Data integrity is a significant and common bottleneck in research, with the volume of data outpacing the ability to identify and process it. One of the issues that is faced by clinical trials stems from the inaccuracy and completeness of the data collected, both at the point of collection and over the course of its lifecycle.
Studies can be rendered ineffective from just a handful of important data points being collected or stored badly, and thus the importance of data integrity cannot be understated. In the 1990s, the FDA introduced a set of key principles of data collection and recording that aim to minimize the errors and elimination of data points to increase the power of the data available to researchers and reduce the bottlenecks and cost of bad data.
These policies are abbreviated to the acronym ALCOA, and have since been expanded upon. In this article, we’re going to go over the ALCOA meaning, how it applies to the data integrity lifestyle, and how ALCOA clinical research best practices have expanded to ALCOA+.
The ALCOA Meaning and ALCOA Data Integrity Principles
The ALCOA, or ALCOA-C principle is the acronym applied to the principle of supplying good data quality from source documents in clinical trials. This covers both electronic and paperwork sources of data and is applied as a set of standards by the FDA and the EMA.
The acronym ALCOA, meaning Attributable, Legible, Contemporaneous, Original, and Accurate strives to cover all bases of data integrity but has been expanded upon, as we will discuss below. First, here are the components of ALCOA in detail:
- Attributable: This point is about making sure the person who created and edited the document is recorded. That the data it holds can be attributed to someone and that there is a paper trail. There should be enough information for auditors to see why and why any changes were made.
- Legible: Documents must be filled out clearly and with the intent to be understood.

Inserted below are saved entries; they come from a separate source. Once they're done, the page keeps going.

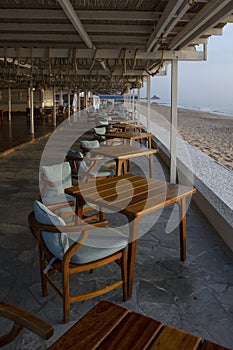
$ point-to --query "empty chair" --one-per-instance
(86, 168)
(73, 249)
(54, 179)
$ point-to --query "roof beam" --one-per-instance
(82, 14)
(100, 54)
(211, 14)
(168, 15)
(71, 14)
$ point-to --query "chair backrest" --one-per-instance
(54, 179)
(88, 145)
(100, 130)
(75, 158)
(56, 242)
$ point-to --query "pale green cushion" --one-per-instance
(101, 242)
(59, 175)
(100, 131)
(56, 242)
(89, 144)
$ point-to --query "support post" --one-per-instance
(133, 105)
(42, 98)
(173, 125)
(54, 107)
(32, 111)
(138, 104)
(68, 103)
(9, 102)
(79, 102)
(61, 98)
(148, 103)
(29, 98)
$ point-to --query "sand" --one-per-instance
(209, 132)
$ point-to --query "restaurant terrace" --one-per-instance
(80, 148)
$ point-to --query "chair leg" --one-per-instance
(66, 295)
(43, 280)
(124, 274)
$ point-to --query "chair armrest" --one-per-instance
(26, 320)
(61, 205)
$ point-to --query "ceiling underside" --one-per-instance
(102, 45)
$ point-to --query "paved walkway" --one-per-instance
(196, 296)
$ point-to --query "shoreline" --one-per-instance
(211, 133)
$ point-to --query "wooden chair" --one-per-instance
(87, 169)
(53, 181)
(75, 248)
(22, 319)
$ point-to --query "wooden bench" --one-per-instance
(109, 326)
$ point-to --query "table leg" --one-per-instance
(183, 229)
(151, 165)
(149, 141)
(78, 211)
(119, 163)
(133, 234)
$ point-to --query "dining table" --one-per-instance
(134, 196)
(131, 136)
(128, 127)
(109, 326)
(123, 153)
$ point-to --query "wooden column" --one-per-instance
(148, 103)
(54, 107)
(173, 124)
(9, 102)
(32, 111)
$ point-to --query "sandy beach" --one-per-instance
(209, 132)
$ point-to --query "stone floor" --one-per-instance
(196, 296)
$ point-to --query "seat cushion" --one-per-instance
(89, 144)
(101, 242)
(59, 175)
(100, 130)
(81, 164)
(56, 242)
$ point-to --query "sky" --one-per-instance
(205, 84)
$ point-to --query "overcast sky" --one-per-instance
(205, 83)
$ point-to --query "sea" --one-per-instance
(224, 109)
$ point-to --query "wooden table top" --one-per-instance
(142, 195)
(129, 134)
(109, 326)
(122, 151)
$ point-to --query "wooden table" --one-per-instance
(131, 136)
(143, 196)
(127, 126)
(121, 153)
(109, 326)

Numbers and letters must be distinguishable from each on there, and the clarity of the data must be ensured into the future, too.
- Contemporaneous: Data must be entered when it is recorded, along with a timestamp, attributing it to that moment in time. Where this is impossible, there must be a note attached explaining why it was entered late.

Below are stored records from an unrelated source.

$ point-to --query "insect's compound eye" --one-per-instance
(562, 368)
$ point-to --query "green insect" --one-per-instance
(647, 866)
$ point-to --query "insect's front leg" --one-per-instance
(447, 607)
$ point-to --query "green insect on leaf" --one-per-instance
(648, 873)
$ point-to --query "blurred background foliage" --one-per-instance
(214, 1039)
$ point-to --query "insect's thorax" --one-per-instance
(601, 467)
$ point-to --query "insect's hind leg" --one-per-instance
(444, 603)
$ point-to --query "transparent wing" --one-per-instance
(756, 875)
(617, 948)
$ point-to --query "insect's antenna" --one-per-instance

- Original: Maintain and report original documents or copies that have been authorized. Informal records are a potential security or integrity breach and cannot be counted. With paper documents, this means keeping them in their original state.
- Accurate: Data entered must be error-free and accurately represent findings. Any amendments need to be accompanied by notes explaining when and why the amendment happened. Data needs to be a thorough and honest expression of the conduct of the study itself, acting as evidence of the events that took place.
These are the fundamental tenets of data integrity for clinical trials, and from there, other governing body standards have been added for a more comprehensive practice. These cover even more bases of data security over the long term and employ a greater focus on longevity and accessibility.
ALCOA + or ALCOA-C?
ALCOA-C refers to the first addition to the ALCOA principle: “Complete”. From there, even more, points have been developed, to the point where many are following the ALCOA+ principle, which we will detail below:
- Complete – This is an extension of the contemporaneous point, in that data should be filled in to completion at the time of recording. It goes on to state that there should be no deletions after the fact. Again, any changes that are made need to follow this and the above principles.
- Consistent – Another addendum to the above points, consistent data should be arranged in chronological order with no missing pieces. They should follow all of the ALCOA+ principles, all of the time.
- Enduring – This point provides an emphasis on the long-term reliability of the data. Readability and processing should be maintained for the duration of the requirement of the data, sometimes years or even decades into the future.
- Available – There should be no need for a lengthy hunt for the data or the files it’s kept on. Data should be stored in a way that is easily accessible and can be found when needed, in a short amount of time. For example, FDA audits commonly involve a 30-minute time limit from the request of certain documents to their presentation for audit. If the time limit expires, the file is logged as missing.
The above are the four official additions to ALCOA that make up ALCOA+. Some sources will include the following:
- Credible – The data should come from a reliable source, within a reliable time frame from measurement. There is also a need to store data in the most efficient way possible, without resorting to multiple entry points that increase the risk of error.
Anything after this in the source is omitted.